Extract payload from packet

Hi,

I’m wondering if it is feasible to extract a payload (such as TCP/UDP payload) from the packet. I tried to define the payload by creating a new header but failed since the size of the payload varies. Thank you very much.

Hi svenchen,

You can identify the overall payload with a varbit header, but you lose granularity. I mean is difficult detailing the “payload fields” like headers fields. If you want to parse the payload out of the box/outside the p4 pipeline you can clone the packets and the truncate the cloned packet, in this way you extract the payload and you can parse it outside the switch. While, If there is a “repeated pattern” in the payload, you can extract it in the P4 parser as is done for mpls/vlan label tags (you can find some examples online).

I do agree with @DavideS. I remember seeing this topic in plenty of Github repo issues, the P4 dev mail list or in Slack. In general terms, P4 was never created with the purpose of parsing the payload or analyzing it, as far as I remember reading from a senior colleague. Consider that most of the headers you parse will always have the same size, unless you also focus on things like the INT metadata stack, IP/TCP options or an MPLS stack of headers. And even with header like MPLS, you are always bound to parse a certain number of headers. You cannot define a stack without stating the size beforehand.

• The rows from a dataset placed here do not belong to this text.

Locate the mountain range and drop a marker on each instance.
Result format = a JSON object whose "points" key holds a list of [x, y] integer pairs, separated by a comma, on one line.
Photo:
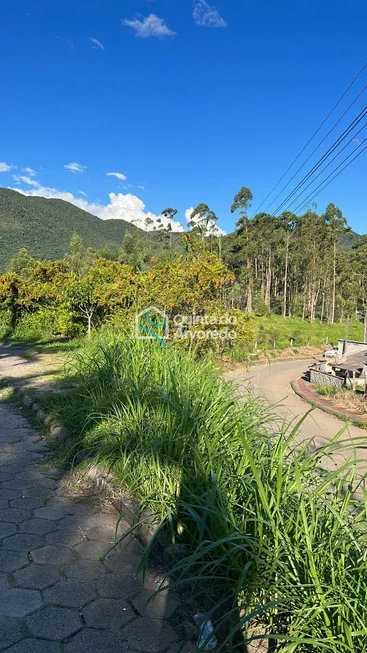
{"points": [[45, 227]]}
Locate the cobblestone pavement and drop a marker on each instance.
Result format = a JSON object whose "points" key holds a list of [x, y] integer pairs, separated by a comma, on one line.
{"points": [[56, 595]]}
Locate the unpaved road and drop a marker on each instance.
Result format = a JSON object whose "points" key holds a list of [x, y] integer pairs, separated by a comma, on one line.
{"points": [[273, 382]]}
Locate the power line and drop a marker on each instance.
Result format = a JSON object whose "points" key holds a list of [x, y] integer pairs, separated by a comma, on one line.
{"points": [[325, 156], [328, 164], [305, 201], [313, 135], [316, 148]]}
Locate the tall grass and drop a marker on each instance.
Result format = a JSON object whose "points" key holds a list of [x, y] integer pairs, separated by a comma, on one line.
{"points": [[280, 546]]}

I think it all comes to the question: what do you want to parse, precisely?.

  • If you want to parse one byte after transport headers, then no problem, that is achievable.

  • Do you want to parse 10 bytes (and always 10) from payload, even though the payload is bigger? That’s also possible.

  • Do you want to parse 700 bytes from payload? This might be possible in some targets (software switches) but likely not in hardware switches (memory).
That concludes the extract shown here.